Rylands v Fletcher establishes the principle for responsibility in cases of negligence - and arguably, though it makes no reference to computers, can be applied in the world of networks. This computer is on my land and can be thought of as having 'escaped' if I were to lose control of it - that is, if it were controlled remotely by a hacker using a Trojan or similar. And if it does indeed 'escape', it can do 'mischief' in the sense of being a part of a zombie army used in a distributed denial of service attack or similar.

The ruling in Rylands v Fletcher says that I keep this computer 'at my peril'; it is my responsibility to take measures to ensure that it does not 'escape' - that is, it is my responsibility to secure my own computer against use by hackers, or suffer liability for any damage resulting in its escape.

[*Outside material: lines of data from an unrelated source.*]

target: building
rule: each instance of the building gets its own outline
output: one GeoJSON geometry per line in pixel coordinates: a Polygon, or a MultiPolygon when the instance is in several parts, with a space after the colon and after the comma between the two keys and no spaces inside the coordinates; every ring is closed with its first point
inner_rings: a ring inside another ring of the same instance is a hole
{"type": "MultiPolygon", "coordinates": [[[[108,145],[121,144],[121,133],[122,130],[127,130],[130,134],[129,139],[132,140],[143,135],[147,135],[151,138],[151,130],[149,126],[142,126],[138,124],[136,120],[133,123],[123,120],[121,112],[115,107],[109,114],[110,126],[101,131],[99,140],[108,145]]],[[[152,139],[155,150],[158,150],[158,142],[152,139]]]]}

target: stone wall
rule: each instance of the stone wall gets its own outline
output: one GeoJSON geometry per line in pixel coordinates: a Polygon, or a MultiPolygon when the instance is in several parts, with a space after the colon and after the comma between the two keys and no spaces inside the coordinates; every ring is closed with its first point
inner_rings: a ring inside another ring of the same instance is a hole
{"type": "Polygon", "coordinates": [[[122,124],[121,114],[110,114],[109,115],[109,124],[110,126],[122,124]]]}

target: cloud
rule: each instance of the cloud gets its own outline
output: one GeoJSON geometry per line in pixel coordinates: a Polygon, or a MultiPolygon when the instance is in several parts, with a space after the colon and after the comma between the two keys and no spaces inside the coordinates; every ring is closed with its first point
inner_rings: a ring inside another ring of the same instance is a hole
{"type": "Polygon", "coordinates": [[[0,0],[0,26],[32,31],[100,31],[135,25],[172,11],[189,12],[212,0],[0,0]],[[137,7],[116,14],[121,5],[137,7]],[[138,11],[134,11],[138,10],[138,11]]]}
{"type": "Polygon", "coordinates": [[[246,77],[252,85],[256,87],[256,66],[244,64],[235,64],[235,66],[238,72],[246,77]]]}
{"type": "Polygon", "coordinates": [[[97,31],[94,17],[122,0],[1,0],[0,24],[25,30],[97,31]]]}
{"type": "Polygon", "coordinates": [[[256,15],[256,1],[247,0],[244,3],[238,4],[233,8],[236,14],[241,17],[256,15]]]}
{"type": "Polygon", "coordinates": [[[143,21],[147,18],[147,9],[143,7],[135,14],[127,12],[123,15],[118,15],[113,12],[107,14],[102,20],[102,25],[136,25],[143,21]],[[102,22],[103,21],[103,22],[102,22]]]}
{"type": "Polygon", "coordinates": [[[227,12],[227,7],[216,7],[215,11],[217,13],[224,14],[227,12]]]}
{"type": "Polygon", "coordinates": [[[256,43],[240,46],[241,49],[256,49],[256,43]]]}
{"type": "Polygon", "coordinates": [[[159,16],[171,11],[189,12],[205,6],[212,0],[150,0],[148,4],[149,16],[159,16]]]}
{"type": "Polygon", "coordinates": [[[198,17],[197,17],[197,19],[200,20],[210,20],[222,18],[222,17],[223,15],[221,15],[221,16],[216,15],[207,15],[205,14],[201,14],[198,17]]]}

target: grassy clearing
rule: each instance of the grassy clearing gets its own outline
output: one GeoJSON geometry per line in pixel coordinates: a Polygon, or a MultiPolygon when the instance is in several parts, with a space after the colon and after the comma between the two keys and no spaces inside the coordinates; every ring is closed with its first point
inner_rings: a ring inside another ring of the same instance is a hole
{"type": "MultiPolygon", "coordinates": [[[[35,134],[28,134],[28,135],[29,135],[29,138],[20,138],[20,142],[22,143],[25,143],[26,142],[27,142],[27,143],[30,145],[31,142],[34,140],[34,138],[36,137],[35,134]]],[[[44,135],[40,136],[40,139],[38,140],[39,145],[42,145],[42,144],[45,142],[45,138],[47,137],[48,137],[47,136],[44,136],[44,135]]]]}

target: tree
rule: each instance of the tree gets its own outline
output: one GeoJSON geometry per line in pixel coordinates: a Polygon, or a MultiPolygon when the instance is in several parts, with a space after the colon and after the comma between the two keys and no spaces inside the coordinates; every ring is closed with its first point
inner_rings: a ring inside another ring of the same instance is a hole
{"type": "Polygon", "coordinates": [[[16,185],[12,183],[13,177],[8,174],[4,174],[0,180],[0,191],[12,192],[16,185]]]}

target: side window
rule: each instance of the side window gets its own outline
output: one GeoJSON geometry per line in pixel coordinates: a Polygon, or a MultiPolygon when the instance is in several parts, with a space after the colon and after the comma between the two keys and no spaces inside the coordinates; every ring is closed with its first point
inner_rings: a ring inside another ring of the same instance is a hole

Could such a ruling be applied in practice? I know of no situation in which Rylands v Fletcher has been applied in cases of supposed computer negligence but it would be nice to believe that those people operating unsecured computers used by hackers to attack third parties have at least some responsibility for the damage arising from their negligence.

And it would be nice to have at least some legal tool with which to encourage improved security. The law might well be an ass - but just like an ass, it often stubbornly gets the job done.